Half whispered, half thought, the Dimir agent pushed conscious idea towards the locket. “Quiet night.” He huddled under a bridge, out of the rain, and pulled his cloak tighter.
“The best kind.” An agent, two buildings away, on a rooftop, sent in reply. The second agent watched the city’s flow. Moving bodies, swaying arms, jostling each other out of the way. Some stop and look at wares being sold by merchants too stubborn to stay home on the dreary day.
“I would have told you.”
He grunted, rolled his shoulders, and tried to find a more comfortable position against the curved brick arch. He scanned thoughts of those passing to keep busy—there’s anything left to eat, I should probably...Why didn’t she tell me if she wanted...Every cent I make, how am I supposed to live when they—Pointless. Mundane. Not one concerned about anything of value. “Eyes up.” The words of the rooftop agent, sent via locket, bloomed in his mind. He scanned the ever-shifting pattern of people. Ah-hah--there--with the hood pulled low, a Conclave elf. She moved up to a merchant’s stall and pretended to browse the wares. Her eyes darted this way and that.
What a joke.
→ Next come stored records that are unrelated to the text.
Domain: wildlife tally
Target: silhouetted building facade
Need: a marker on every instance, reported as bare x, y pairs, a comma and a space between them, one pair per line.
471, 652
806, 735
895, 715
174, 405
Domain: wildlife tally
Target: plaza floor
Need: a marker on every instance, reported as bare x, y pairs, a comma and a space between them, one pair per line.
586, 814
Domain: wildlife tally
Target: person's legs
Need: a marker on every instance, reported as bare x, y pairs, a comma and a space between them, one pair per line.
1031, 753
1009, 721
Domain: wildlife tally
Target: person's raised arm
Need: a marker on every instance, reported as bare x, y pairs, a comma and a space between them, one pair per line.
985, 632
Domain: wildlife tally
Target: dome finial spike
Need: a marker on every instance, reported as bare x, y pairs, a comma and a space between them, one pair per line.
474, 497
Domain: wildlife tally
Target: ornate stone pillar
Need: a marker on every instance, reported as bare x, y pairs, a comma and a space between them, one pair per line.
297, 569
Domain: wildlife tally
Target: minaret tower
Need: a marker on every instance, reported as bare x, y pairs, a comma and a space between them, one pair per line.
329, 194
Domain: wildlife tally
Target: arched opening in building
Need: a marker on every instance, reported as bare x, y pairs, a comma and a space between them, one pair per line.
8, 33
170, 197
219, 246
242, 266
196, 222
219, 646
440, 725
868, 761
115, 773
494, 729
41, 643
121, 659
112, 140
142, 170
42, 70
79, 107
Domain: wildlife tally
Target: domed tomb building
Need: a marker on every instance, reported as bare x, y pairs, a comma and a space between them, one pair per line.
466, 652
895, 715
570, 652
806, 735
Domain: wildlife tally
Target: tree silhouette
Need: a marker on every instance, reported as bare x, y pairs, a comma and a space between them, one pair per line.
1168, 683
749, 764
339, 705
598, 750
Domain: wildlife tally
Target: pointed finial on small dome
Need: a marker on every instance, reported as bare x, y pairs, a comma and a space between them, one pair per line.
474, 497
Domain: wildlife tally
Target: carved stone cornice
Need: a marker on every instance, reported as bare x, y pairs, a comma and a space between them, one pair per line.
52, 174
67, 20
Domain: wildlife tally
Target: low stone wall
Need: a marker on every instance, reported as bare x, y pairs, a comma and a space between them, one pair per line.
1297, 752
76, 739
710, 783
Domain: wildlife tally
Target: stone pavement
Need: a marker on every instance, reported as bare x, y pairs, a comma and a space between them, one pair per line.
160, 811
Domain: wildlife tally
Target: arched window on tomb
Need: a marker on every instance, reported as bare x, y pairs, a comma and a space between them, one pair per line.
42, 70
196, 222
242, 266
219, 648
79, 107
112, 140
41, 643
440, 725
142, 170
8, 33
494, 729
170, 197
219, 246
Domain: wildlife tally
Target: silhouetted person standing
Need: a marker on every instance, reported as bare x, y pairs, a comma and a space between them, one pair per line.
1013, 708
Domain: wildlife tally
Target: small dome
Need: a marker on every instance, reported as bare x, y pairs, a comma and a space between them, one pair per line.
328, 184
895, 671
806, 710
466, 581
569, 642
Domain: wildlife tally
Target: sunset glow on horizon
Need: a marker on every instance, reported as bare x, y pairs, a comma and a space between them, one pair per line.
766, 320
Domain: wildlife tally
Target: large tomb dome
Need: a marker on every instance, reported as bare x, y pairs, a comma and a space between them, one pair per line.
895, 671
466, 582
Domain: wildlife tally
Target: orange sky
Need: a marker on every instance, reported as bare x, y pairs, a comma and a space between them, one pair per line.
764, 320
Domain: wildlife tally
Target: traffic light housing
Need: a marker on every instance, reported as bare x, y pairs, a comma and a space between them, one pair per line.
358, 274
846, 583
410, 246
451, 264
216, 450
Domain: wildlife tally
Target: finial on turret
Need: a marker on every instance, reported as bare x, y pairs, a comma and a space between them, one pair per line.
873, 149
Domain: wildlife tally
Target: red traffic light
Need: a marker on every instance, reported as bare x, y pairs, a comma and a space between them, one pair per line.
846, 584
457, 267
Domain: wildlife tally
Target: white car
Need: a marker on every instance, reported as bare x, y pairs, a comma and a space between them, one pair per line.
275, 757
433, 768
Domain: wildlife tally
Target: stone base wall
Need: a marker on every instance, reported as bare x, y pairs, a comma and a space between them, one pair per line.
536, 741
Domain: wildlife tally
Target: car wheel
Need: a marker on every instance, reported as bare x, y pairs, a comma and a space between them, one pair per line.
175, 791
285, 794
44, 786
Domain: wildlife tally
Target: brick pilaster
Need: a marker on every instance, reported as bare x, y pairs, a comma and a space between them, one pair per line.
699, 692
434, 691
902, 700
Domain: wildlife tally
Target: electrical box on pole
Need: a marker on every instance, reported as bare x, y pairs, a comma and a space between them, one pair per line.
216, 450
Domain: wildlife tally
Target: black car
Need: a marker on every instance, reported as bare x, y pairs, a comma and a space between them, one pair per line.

Did she truly think she was hidden? She might as well have been an injured mouse in a room with a dozen hungry cats.
The agent drew his blade. She would come this way, she had to. This was where she was meant to go. This was the place where she and death would meet. Just as Lazav said. She seemed to be aware of this. Taking her time, moving in half steps. The agent could almost feel her fear.
Perfect, she was putting on a splendid act. As she passed he would pretend to kill her and slip her a note with the location of the Dimir guildgate—one of them. And he, in time, would be paid an obscene price. The agent on the roof was too far too see. Everything was going just as planned.
But something was wrong. That fear, it seemed to shift. There was fear, yes, and it was growing as the elf moved closer, eyes still shifting. But the agent was no longer certain of where the emotion originated. “Do you see anything else?” He asked, sending the question to the agent on the roof. There was no response. Now he understood that the fear was his own. How? How could this have happened?
A moment later a blade—his own, turned against him with adroit and subtle ease—slid into his chest. His lungs filled with blood. The elf’s face began to change. Now an elf, now a face everyone on Ravnica would swear to having seen once...But where, or when, they couldn’t be sure.
“Lazav.” The agent gasped. “How?”
“I’m everyone. You should have listened.”
“I-I thought”—the agent choked, blood filling his mouth. “I thought that was a lie.”
“Oh, no. Mix a few truths in with the lies and they’re so much harder to find. Now sleep.” Lazav’s face changed as they walked on. Becoming one of the city’s people, becoming them all.